E’ impressionante l’incremento degli atti di violenza sulle donne in questi ultimi anni. Il quotidiano Avvenire chiede al prof. Tonino Cantelmi da dove iniziare per interrompere questa deriva di violenza. Secondo Cantelmi inanzitutto servono più strutture dedicate all’ascolto, la prevenzione, unica strada.
“La strada indicata dal ministro Idem e I’unica percorribile: dobbiamo puntare tutto sulla prevenzione”. Sostegno all’iniziativa del titolare del dicastero delle Pari opportunità, arriva dallo psichiatra Tonino Cantelmi, docente di psicopatologia all’Università Gregoriana di Roma.
“Per attuare il programma indicato dal ministro – aggiunge servono però strutture adeguate”.
Sotto questo aspetto, qual è oggi la situazione?
“Non molto buona. Mancano servizi e sportelli psichiatrici adeguati a fronteggiare il fenomeno”.

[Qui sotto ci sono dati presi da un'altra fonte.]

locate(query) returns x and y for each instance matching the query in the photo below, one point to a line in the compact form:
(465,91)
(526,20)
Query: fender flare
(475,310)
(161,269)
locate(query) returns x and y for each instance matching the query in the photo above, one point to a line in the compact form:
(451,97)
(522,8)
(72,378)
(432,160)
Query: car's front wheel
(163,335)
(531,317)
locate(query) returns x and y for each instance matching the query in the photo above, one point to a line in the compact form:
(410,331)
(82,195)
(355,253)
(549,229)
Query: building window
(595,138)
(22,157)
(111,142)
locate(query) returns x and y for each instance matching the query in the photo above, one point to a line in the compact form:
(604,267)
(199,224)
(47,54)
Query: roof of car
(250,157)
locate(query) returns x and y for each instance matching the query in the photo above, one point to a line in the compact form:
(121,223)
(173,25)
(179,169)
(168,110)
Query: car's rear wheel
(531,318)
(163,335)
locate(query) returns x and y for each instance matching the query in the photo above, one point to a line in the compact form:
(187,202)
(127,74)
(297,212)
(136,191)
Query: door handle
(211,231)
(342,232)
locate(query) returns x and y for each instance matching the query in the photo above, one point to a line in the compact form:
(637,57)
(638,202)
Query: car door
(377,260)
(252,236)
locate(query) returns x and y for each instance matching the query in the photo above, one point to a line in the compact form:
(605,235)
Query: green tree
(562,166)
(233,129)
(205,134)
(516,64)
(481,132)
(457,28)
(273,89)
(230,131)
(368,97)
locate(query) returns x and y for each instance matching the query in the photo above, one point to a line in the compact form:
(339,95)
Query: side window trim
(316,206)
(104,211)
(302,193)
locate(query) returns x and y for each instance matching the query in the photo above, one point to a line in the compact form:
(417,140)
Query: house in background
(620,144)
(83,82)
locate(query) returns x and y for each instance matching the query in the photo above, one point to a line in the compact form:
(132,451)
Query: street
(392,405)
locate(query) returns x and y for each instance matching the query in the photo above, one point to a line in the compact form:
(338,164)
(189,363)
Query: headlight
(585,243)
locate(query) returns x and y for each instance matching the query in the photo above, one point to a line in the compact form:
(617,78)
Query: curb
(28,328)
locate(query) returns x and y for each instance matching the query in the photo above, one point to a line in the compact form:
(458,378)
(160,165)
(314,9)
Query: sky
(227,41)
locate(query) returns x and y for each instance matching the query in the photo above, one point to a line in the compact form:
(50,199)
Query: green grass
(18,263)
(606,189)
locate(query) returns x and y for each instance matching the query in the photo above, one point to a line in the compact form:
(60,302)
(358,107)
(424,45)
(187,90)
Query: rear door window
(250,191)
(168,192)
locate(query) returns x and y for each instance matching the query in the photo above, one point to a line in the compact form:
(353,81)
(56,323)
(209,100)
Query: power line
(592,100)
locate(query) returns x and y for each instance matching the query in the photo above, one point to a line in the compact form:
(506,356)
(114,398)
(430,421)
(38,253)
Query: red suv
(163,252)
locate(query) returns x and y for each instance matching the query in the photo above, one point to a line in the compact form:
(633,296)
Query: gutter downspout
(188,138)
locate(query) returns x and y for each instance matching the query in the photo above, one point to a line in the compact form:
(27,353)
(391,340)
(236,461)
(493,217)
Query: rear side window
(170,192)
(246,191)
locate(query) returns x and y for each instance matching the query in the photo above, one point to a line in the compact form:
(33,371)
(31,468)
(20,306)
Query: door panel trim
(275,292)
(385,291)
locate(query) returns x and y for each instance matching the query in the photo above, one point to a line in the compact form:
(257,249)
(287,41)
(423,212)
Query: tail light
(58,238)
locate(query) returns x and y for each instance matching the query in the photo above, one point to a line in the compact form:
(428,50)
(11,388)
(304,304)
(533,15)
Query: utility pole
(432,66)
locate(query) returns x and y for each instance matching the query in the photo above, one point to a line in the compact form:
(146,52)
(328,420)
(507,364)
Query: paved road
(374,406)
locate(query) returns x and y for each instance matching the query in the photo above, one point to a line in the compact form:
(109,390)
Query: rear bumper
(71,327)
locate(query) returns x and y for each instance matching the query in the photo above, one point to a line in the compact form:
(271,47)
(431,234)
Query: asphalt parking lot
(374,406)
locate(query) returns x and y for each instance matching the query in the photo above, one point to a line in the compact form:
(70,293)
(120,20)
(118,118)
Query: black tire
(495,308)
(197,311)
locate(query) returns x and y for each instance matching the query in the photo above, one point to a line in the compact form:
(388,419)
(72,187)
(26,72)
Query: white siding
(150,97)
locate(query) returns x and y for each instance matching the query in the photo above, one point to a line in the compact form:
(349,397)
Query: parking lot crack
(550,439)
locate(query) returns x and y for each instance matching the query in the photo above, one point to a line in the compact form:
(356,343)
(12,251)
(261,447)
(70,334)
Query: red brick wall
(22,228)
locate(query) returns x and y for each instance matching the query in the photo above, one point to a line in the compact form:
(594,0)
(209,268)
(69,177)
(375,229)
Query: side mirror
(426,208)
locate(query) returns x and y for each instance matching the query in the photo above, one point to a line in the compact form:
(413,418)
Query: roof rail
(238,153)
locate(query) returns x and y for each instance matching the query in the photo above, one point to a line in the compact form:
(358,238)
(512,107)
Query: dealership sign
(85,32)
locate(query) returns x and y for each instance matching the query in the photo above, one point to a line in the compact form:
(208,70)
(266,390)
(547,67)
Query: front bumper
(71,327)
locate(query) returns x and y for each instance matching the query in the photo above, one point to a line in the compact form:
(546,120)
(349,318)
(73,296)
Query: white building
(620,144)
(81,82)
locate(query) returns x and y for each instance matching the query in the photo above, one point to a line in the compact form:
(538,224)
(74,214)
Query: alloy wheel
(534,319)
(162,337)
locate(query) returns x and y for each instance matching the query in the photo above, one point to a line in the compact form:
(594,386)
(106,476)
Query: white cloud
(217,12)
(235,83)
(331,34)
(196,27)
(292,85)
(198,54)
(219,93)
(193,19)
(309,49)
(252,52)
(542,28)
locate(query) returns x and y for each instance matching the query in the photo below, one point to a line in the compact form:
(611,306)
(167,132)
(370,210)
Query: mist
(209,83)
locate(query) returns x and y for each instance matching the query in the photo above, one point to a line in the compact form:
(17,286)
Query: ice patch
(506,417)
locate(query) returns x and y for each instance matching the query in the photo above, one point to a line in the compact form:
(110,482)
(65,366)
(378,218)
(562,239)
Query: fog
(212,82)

Che cosa servirebbe, nello specifico?
“Servizi pubblici di salute mentale più capillarmente diffusi sul territorio, con operatori in grado di intervenire perchè capaci di intercettare il grido d’aiuto delle vittime e di chi vive loro accanto. Altrimenti, l’unica possibilità e sporgere denuncia. Ma poi, come racconta la cronaca, in molti casi tutto finisce li”.
Come si spiega l’incremento degli episodi di violenza sulle donne in questi ultimi mesi?
“In parte con I’aumento esponenziale dell’aggressività nella nostra società. Siamo sempre più abituati a “tecnomediare” i rapporti e sempre meno abili nella gestione di relazioni vere e reali. In particolare, gli uomini fanno fatica a gestire la frustrazione relazionale e il rifiuto. Lo vediamo soprattutto nei casi di omicidio – suicidio, messi in atto da chi, in modo perverso, ricerca l’eternità di un rapporto ormai finito, arrivando a uccidere chi diceva di amare”.
Tanti episodi in pochi giorni: esiste una sorta di effetto emulazione?
“Direi di no. Nella violenza sulle donne non c’e questo aspetto che, invece, riscontriamo, per esempio nei casi di suicidio”.
Da dove si deve cominciare per interrompere questa deriva di violenza?
“Riscoprendo, a tutti i livelli, la bellezza di relazioni interpersonali vere. E imparando ad ascoltare i segnali di sofferenza e disagio che non siamo più capaci di cogliere e interpretare. Il femminicidio non e originato da un raptus di follia, ma da una catena di eventi che la comunità, attraverso le proprie strutture, deve essere in grado di intercettare. Solo così si può fare vera prevenzione”.